The Strange Colour of Your Body’s Tears | Movie review

When Dan returns home to Brussels from a business trip he finds his trophy wife missing yet the front door still chained. Searching for answers he encounters older neighbour Dora on the seventh floor; her husband disappeared many years ago – could the two be linked? As Dan plays detective, he descends into a horrific and supernatural world of shapes moving behind the wallpaper, odd encounters and that mystery woman in the red hood.

With no shot lasting more than a few seconds it becomes a baroque plot simply too confusing to follow, so trying to figure out the clues in this bombarding film will only bring you to tears and induce a serious migraine. Not much effort is made in delivering character engagement as symbolism and style are the only things on the menu here.
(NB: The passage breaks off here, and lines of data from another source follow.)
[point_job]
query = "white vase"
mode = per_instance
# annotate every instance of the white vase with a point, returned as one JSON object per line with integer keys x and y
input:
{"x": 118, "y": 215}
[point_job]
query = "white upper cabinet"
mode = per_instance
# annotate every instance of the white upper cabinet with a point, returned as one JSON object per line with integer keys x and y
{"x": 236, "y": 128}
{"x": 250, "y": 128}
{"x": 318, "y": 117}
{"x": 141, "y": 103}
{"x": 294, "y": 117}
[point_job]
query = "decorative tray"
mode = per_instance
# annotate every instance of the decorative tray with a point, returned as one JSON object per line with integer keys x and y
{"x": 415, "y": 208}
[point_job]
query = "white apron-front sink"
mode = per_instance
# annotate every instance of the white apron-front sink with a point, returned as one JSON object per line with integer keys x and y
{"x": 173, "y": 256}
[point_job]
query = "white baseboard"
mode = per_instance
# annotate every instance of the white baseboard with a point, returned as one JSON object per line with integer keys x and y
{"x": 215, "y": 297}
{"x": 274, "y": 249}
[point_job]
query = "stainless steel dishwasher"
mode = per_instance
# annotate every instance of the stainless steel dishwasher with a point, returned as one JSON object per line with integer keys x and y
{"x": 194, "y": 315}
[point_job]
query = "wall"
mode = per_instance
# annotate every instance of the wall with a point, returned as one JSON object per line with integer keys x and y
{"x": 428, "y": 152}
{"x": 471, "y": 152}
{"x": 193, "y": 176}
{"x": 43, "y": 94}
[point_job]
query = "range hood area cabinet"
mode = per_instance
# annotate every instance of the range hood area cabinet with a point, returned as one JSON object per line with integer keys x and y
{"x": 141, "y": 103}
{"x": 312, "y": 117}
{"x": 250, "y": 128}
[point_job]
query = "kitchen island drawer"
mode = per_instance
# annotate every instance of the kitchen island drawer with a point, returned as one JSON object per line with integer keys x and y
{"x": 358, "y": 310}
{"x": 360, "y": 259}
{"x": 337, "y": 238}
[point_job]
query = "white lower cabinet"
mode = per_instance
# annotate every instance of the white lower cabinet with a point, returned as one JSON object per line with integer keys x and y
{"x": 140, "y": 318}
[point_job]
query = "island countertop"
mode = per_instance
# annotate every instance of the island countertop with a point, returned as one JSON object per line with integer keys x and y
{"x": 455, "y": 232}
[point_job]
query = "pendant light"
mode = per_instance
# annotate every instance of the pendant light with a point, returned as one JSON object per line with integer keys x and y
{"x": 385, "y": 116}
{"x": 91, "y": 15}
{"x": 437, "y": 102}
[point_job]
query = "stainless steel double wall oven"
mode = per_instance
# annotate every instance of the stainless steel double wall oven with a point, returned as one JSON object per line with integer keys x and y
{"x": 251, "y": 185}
Though the lead, Dan, played by Klaus Tange, does have intensity in his performance and piercing blue eyes that occasionally grab attention through the laser-fire editing.

Italian Giallo-inspired filmmakers, Hélène Cattet and Bruno Forzani (critically acclaimed for their 2010 debut feature AMER) certainly hit the centre of this niche genre on the head (in their case repeatedly and literally) but The Strange Colour of Your Body’s Tears sacrifices story and involvement for an unsatisfying sequence of freakish scenes that straddle the luridly erotic and the loudly gruesome.

Reminiscent of Dali but on a seriously bad acid trip, this film does occasionally construct some beautiful if fleeting images, black leather gloves and flick knives. Surrealist savagery aside, still it’s basically an exercise in endurance rather than enjoyment.

Frenzied and feeling more like stretched out art installation that art house, its primary redeeming and frankly only connective element is the alluring location, a spectacular art nouveau apartment block with appeal, charm and opulent character that’s sadly lacking in the rest of this disorienting and continuously digressing film.


Laura Jorden

The Strange Colour of Your Body’s Tears is released nationwide on 11th April 2014.